Monday, 16 July 2007

End Homographophobia now

There is a dangerous prejudice afoot in the technical world - Homographophobia. Those who suffer from it call for segregation, to avoid the miscegenation of meaning - they want to ensure that their Humpty-Dumpty definitions are not polluted by sharing with others. But they are wrong. We are all imperfectly multilingual, we all have our own internal associations for any given word, but we can only communicate through overlapping meanings with some degree of sharing of concepts.

So we should eschew namespaces and hierarchies as they are just solipsistic security blankets, and embrace the overlapping ambiguity of using words as tags, as Roschian prototypes and as puns. Homophonophobia is a similar affliction, yet homophones give rise to so much entertainment and jollity, as the "four candles" sketch shows:

Friday, 13 July 2007

Social networks - what's the Object-ive?

One way of thinking about social networks is through "social objects" - the cultural touchstones and shared ideas that we use to bridge our Dunbar-constrained networks to broader communities. We all do this - use some shared object as a point of conversational reference. Here in the US it tends to be sports teams activities; in the UK there's always the weather to fall back on. (This fails in California because it's too predictable - when I came here in 1998 it took me a while to realise that saying "beautiful day again" was like saying "I see gravity's still working" to Californians).

Talking about social objects is nothing new - Jyri discussed them at length back in 2005, and danah dissected Friendster's suicide in 2006 when they killed off the Fakesters (user profiles that represented social objects like "Jack Daniels" and "Burning Man").

Where I find the 'Dunbar number' idea falls down is that social network connections, like so many other human-made things, are power-law distributed. The small number of highly-connected entities that fulfil the role of social objects are sometimes people. If you think about celebrities, they clearly fit- being able to discuss Brad and Jen and Angelina's latest shenanigans binds you in, and shows like American Idol are designed to draw on this need, giving the Faustian bargain of fame in exchange for objectification.

Different social network services can be distinguished through the different kinds of object that lead to their success. Friendster's expulsion of Fakesters, and later attempts to use TV characters is one example; MySpace's embrace of independent bands and FaceBook's initial use of Universities as touchstones help explain their divergence. LinkedIn has Companies as their touchstone, Orkut has it's communities, which are often used as badges for the users to express their identity. Suicide Girls is a blog network focused around models-as-objects, last.fm uses songs and bands, Flickr uses photos, Dopplr uses places.

Looked at in this way, James Hong's attempt to change the core objects of HotOrNot from pictures of strangers to pictoral self-tags he calls "Stylepix" seems an interesting experiment.
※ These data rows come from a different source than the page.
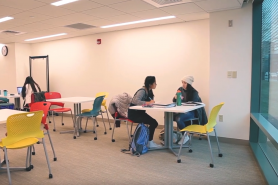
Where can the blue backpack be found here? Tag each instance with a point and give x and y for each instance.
(139, 140)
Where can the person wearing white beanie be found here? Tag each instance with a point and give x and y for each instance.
(188, 93)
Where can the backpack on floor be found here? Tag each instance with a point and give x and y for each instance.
(139, 140)
(39, 96)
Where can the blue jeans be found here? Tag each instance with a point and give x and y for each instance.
(182, 118)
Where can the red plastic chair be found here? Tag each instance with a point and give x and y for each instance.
(62, 109)
(126, 120)
(44, 106)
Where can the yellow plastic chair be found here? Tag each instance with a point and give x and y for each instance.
(23, 131)
(105, 94)
(204, 129)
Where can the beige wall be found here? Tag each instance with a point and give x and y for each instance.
(8, 70)
(231, 50)
(80, 67)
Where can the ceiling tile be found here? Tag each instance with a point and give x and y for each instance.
(103, 12)
(32, 16)
(132, 6)
(108, 2)
(100, 22)
(182, 9)
(58, 22)
(216, 5)
(78, 17)
(52, 11)
(151, 14)
(33, 27)
(193, 16)
(83, 5)
(7, 11)
(123, 18)
(21, 4)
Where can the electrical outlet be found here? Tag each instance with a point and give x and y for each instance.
(220, 118)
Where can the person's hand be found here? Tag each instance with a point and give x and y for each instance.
(150, 102)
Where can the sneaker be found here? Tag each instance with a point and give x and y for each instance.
(152, 144)
(186, 138)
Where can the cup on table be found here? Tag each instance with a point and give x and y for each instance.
(5, 93)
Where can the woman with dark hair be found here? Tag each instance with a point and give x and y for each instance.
(188, 93)
(144, 96)
(29, 87)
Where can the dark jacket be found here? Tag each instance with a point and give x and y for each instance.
(194, 96)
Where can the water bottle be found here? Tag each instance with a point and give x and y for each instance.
(178, 98)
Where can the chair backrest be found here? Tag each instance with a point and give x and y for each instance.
(105, 94)
(97, 105)
(213, 115)
(44, 106)
(52, 95)
(23, 126)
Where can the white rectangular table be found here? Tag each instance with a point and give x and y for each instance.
(16, 100)
(77, 108)
(168, 122)
(5, 113)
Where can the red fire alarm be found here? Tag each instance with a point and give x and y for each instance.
(98, 41)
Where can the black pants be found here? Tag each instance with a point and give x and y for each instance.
(146, 119)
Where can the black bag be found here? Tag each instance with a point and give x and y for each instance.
(39, 96)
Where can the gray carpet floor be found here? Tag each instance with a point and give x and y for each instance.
(89, 161)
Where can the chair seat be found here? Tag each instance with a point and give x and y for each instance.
(60, 110)
(86, 110)
(197, 129)
(21, 144)
(89, 114)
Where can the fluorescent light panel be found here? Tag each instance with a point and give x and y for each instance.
(141, 21)
(63, 2)
(45, 37)
(6, 19)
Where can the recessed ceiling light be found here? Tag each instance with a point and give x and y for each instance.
(63, 2)
(141, 21)
(45, 37)
(6, 19)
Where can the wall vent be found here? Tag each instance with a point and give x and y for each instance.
(11, 32)
(163, 3)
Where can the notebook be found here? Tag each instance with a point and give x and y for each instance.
(19, 89)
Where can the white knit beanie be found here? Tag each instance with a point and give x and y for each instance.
(188, 79)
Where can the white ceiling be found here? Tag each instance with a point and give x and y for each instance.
(38, 18)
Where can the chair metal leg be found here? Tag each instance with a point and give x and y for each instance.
(108, 119)
(104, 124)
(53, 121)
(178, 159)
(94, 121)
(212, 163)
(8, 166)
(113, 140)
(55, 158)
(62, 119)
(131, 130)
(128, 134)
(48, 118)
(73, 119)
(46, 156)
(219, 152)
(86, 125)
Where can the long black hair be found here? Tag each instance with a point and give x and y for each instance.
(29, 80)
(149, 81)
(190, 91)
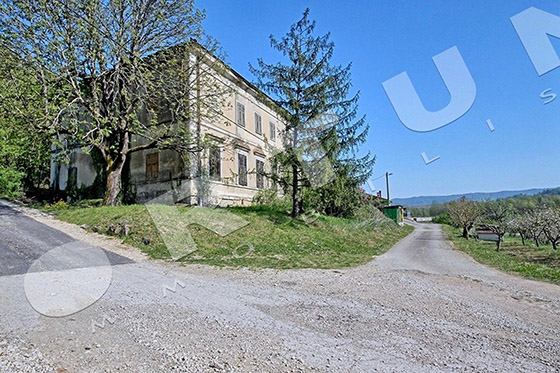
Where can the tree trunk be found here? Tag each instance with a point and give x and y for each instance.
(465, 233)
(295, 192)
(114, 177)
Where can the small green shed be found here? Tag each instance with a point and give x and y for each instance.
(395, 213)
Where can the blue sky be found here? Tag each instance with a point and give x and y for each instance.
(386, 37)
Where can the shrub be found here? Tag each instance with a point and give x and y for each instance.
(369, 217)
(10, 183)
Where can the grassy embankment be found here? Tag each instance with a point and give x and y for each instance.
(271, 239)
(539, 263)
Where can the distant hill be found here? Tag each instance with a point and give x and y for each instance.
(429, 200)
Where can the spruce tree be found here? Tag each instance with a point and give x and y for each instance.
(317, 108)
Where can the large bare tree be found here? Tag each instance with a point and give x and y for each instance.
(110, 71)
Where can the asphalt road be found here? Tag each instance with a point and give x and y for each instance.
(420, 307)
(24, 240)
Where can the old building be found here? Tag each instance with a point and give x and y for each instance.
(244, 138)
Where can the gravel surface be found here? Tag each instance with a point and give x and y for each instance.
(420, 307)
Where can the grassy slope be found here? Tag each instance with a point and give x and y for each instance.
(278, 240)
(537, 263)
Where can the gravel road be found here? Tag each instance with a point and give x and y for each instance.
(420, 307)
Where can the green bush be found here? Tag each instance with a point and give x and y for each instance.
(10, 183)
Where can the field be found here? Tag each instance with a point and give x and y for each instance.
(539, 263)
(271, 239)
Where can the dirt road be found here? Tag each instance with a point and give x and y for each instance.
(420, 307)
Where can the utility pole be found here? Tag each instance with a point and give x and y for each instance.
(387, 174)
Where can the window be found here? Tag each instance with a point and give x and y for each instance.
(214, 164)
(260, 174)
(240, 114)
(272, 131)
(164, 113)
(152, 166)
(258, 124)
(242, 169)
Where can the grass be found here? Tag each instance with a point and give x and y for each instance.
(271, 239)
(538, 263)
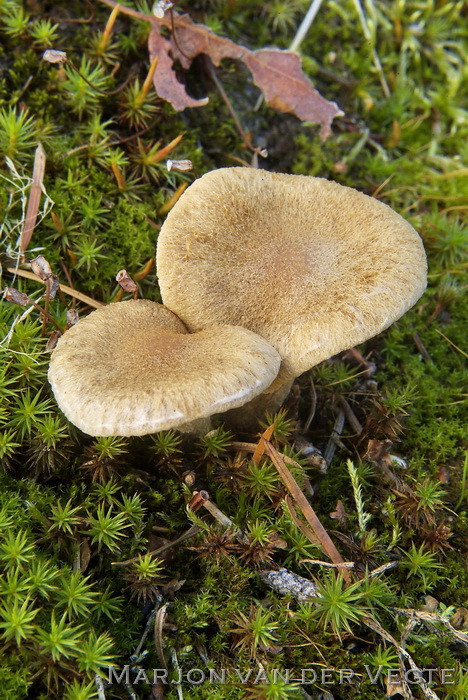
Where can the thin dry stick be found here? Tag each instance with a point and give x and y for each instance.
(252, 447)
(67, 290)
(306, 531)
(313, 405)
(305, 24)
(158, 630)
(336, 432)
(191, 532)
(304, 505)
(345, 565)
(34, 198)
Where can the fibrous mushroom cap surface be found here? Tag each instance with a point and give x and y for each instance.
(131, 368)
(312, 266)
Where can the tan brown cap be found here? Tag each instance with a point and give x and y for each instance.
(131, 368)
(313, 267)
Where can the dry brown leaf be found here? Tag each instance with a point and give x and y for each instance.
(277, 73)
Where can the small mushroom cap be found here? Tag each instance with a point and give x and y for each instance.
(131, 369)
(313, 267)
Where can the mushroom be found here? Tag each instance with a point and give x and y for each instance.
(310, 265)
(132, 368)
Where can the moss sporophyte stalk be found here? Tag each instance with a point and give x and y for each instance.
(167, 562)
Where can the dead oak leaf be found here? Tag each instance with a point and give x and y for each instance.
(277, 73)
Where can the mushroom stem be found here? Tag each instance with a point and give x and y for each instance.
(246, 417)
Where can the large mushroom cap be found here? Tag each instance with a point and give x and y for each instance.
(131, 369)
(310, 265)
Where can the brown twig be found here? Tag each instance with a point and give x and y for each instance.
(304, 505)
(191, 532)
(34, 198)
(67, 290)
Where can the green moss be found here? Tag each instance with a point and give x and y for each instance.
(55, 518)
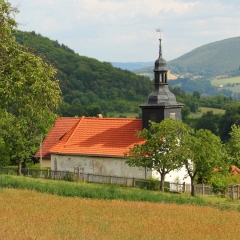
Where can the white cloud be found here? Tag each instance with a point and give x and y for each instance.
(118, 30)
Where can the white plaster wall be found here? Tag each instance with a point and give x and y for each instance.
(98, 165)
(174, 175)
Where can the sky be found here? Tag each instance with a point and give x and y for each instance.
(125, 30)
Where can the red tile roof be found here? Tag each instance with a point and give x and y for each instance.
(61, 126)
(100, 136)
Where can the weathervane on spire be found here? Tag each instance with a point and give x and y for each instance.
(159, 30)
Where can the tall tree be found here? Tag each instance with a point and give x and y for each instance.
(161, 148)
(233, 146)
(29, 91)
(201, 155)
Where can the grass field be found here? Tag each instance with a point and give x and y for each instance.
(215, 110)
(206, 109)
(27, 214)
(225, 81)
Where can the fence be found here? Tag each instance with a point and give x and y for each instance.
(78, 174)
(202, 189)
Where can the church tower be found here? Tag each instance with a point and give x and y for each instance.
(161, 103)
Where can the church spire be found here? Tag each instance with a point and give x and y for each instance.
(160, 48)
(161, 103)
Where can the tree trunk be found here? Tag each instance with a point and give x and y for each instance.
(162, 182)
(19, 170)
(192, 186)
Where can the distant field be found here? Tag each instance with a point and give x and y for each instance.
(215, 110)
(30, 215)
(206, 109)
(225, 81)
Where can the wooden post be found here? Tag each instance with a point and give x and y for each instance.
(133, 182)
(184, 186)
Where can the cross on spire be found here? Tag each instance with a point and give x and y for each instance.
(159, 30)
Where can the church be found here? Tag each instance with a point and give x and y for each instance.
(99, 145)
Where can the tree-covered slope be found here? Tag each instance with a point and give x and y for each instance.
(213, 59)
(86, 82)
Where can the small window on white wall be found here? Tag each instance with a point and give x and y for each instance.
(55, 164)
(173, 115)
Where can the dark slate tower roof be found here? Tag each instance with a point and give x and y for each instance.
(161, 103)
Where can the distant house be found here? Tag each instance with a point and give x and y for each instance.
(98, 145)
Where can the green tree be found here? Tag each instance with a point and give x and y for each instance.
(196, 94)
(4, 153)
(201, 154)
(233, 145)
(161, 150)
(231, 116)
(29, 92)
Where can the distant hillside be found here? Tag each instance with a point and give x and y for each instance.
(131, 65)
(88, 85)
(213, 59)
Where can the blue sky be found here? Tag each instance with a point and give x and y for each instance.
(125, 30)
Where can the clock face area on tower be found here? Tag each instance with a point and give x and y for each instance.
(161, 103)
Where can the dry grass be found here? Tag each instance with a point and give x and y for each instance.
(30, 215)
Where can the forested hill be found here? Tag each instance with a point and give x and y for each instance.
(213, 59)
(88, 85)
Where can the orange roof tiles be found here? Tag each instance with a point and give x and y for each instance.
(59, 129)
(100, 136)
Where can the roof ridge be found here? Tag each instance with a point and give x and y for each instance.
(76, 126)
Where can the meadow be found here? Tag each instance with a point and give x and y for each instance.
(27, 214)
(225, 81)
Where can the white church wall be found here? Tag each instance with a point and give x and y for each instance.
(175, 176)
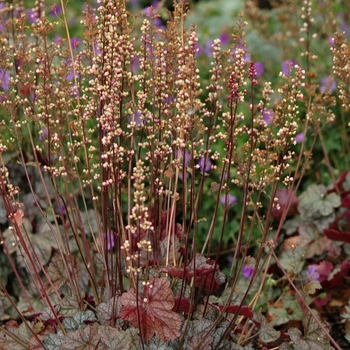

Making sense of the different object graphs and how they interact with the social graphs in these overlapping sites will keep lots more researchers busy, I'm sure.

Tuesday, 10 July 2007

B-roll is the new a-hole

Editing shows respect. Steve Gillmor has put up his new video podcast Bad Sinatra which is him unedited wandering around and chatting to people. Now, I like Steve, and enjoy having rambling conversations with him about things, but I don't think it works as video. With video, as with audio, editing shows respect for your audience. To do a truly live or as-live show, like the splendid In Our Time, you need to plan it out in advance and choreograph it. Otherwise, you need to edit. Carefully.

If you want to hear a perfectly edited podcast, listen to Radiolab. I spend 90 minutes a day cycling and listening to my iPod, which is exactly the use case for podcasting I explained to the BBC a few years back. Now that shows of this quality are there to be downloaded regularly, my tolerance for self-indulgent rambling podcasts like bad voicemail messages is way down.

I made this point way back at the dawn of podcasting , when Chris Lydon's well-edited interviews inspired us to download them to our iPods. In the online world we are each others' media, as we mediate what is worth reading for each other through our blogs and link streams. This too, is a form of editing, and doing it shows respect for each other. Steve, tighten it up into something worth watching. My children know how to do it.